You are viewing a plain text version of this content. The canonical link for it is here.

Posted to user@uima.apache.org by Andrew Serff <li...@serff.net> on 2007/07/02 21:47:21 UTC

UIMA Beginners Help?

Hello.  I'm very new to the whole world of data mining and have stumbled 
upon UIMA within the last week or so.  I'm trying to go through all the 
documentation and just create a simple application but am hitting some 
road blocks and was wondering where I can find some newbie help. I 
realize this is sorta of long, so I appreciate any help anyone can give. 

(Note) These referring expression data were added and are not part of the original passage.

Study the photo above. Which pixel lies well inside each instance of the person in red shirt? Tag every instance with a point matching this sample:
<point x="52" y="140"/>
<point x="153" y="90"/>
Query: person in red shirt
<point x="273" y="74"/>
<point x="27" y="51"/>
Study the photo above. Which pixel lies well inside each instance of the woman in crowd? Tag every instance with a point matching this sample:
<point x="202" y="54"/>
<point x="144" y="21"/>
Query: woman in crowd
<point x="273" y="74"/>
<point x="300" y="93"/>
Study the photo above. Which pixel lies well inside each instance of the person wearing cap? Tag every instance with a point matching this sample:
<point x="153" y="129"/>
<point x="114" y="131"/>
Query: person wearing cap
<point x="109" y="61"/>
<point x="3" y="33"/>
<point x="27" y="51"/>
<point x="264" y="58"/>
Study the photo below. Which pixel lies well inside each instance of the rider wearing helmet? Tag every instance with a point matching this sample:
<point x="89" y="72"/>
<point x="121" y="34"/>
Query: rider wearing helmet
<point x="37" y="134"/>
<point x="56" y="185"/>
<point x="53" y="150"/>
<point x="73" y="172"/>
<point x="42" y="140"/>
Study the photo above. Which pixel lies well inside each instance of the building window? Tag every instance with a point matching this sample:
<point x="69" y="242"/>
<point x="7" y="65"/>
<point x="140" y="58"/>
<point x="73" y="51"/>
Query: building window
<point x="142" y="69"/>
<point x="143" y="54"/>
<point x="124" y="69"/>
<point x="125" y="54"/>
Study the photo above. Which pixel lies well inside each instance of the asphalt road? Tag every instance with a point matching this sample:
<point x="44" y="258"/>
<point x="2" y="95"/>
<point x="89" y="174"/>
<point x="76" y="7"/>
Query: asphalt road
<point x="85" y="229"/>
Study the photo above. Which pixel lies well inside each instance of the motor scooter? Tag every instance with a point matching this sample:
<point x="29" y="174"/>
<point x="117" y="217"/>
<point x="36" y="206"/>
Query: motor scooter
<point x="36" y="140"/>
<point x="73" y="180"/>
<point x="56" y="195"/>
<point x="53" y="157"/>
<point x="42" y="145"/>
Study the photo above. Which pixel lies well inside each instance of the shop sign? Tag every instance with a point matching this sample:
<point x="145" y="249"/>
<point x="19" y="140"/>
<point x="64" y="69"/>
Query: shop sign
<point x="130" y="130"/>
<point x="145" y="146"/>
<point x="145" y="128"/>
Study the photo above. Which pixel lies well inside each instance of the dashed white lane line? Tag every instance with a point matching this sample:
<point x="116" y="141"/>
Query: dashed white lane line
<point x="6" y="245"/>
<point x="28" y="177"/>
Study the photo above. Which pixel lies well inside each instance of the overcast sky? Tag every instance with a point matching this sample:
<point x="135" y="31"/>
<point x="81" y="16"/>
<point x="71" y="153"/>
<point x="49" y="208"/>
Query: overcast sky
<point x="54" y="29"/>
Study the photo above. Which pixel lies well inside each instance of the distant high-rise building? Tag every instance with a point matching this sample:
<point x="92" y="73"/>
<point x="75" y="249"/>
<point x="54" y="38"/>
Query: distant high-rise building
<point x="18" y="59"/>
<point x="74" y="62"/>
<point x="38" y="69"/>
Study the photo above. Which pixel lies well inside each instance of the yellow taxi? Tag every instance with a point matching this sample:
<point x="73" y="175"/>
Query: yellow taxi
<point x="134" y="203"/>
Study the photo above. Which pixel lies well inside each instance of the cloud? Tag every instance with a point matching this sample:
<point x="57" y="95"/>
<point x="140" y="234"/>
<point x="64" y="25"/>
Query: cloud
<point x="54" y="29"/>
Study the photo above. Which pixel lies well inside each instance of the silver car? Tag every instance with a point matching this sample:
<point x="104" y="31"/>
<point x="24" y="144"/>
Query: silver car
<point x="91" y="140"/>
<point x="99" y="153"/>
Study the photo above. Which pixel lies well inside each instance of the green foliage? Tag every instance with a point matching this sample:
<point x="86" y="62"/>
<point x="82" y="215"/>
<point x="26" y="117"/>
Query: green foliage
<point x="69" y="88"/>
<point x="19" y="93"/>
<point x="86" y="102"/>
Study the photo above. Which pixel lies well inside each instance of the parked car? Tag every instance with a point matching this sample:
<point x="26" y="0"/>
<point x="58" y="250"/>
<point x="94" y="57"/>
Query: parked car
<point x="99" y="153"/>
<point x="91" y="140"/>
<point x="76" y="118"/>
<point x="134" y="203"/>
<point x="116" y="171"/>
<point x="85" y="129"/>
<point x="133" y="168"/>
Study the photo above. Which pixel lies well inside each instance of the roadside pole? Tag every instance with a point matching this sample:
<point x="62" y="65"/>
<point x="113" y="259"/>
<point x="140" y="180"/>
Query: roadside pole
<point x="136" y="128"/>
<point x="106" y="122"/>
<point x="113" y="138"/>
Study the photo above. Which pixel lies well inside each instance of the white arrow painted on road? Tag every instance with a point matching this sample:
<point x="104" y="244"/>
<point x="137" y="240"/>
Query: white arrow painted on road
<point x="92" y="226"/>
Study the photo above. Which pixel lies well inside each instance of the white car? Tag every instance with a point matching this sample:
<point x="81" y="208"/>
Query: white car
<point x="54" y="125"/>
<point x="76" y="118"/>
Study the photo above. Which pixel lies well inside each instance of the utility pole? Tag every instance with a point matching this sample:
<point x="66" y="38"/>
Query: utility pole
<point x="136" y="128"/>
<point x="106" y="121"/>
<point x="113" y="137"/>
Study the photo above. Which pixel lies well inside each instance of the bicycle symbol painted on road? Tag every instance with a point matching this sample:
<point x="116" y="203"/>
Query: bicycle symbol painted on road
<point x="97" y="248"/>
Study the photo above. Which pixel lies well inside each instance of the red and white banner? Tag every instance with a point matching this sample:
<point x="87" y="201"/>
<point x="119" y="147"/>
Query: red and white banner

First I have a question: What is the difference between a CAS and a JCas 
and why would I want to use one over the other?  Is this determined by 
the AEs I'm using (i.e. if they are implemented by extending a 
JCas_*_impl) or is there some other reason?  It seems the CAS is more 
developed and has things like CasPools, ability to make CASes with 
multiple AEs, Consumers, etc.  Should I just be using the CAS interface 
and forget about JCas?

My main issue right now is that I can't figure out how to set inputs for 
an AE.  I can't find any examples of how to do it.  See the description 
below of what I'm trying to do:

I'm trying to use some pre bundled AEs to parse some text.  I basically 
want to do Named Entity Extraction on text.  So I wrote a simple 
application that first does Sentence Boundary detection and prints out 
the sentences that it finds.  That was easy enough.  So now I would like 
to take those sentences and feed it into the named entity AE.  Both the 
Sentence Boundary AE and the NE AE I'm using are from the JULIE lab 
(http://www.julielab.de).  Reading the documentation for the NE AE it 
says that is requires inputs as Sentences (the output of the Sentence 
Boundary AE).  I cannot figure out how to set those inputs and am stuck 
at this point.  Once I figure that out, I think I'll be getting NEs out 
of the CAS. 

So now all that being said, I'm also not sure I'm coding this process 
the way I'm supposed to.  I eventually want to build all this into a 
distributed architecture with many threads running constantly processing 
using a pool of extractors.  I want to be able to submit documents to 
the named entity extractor, then persist the named entities in a 
database.  I would like to have multiple entry points into the extractor 
(i.e. adhoc (here is a doc, extract it now)) or using a collection 
reader to pull mulitple docs in at once and parse them all.  Right now, 
my simple application has 2 CASes and 2 AnalsysEngines (one for Sentence 
Detection and one for NE Extraction).  It seems like I would just want 
to make one AE that does the Sentence Detection and passes it on to the 
NE extractor, but I don't get how you do this.  Do I need to make a new 
AE and define these things in the xml that describes it?  Or is this a 
CPE? 

If anyone has a simple NE example application that could point me in the 
right direction, that would be great.  

Thanks!
Andrew

Re: UIMA Beginners Help?

Posted by Katrin Tomanek <to...@coling-uni-jena.de>.

Hi,

> All this said, it appears to me that UIMA-JNET doesn't actually require
> any prior annotations on the CAS that it gets but generates its own
> sentences internally.  Are you sure you aren't doing unnecessary work?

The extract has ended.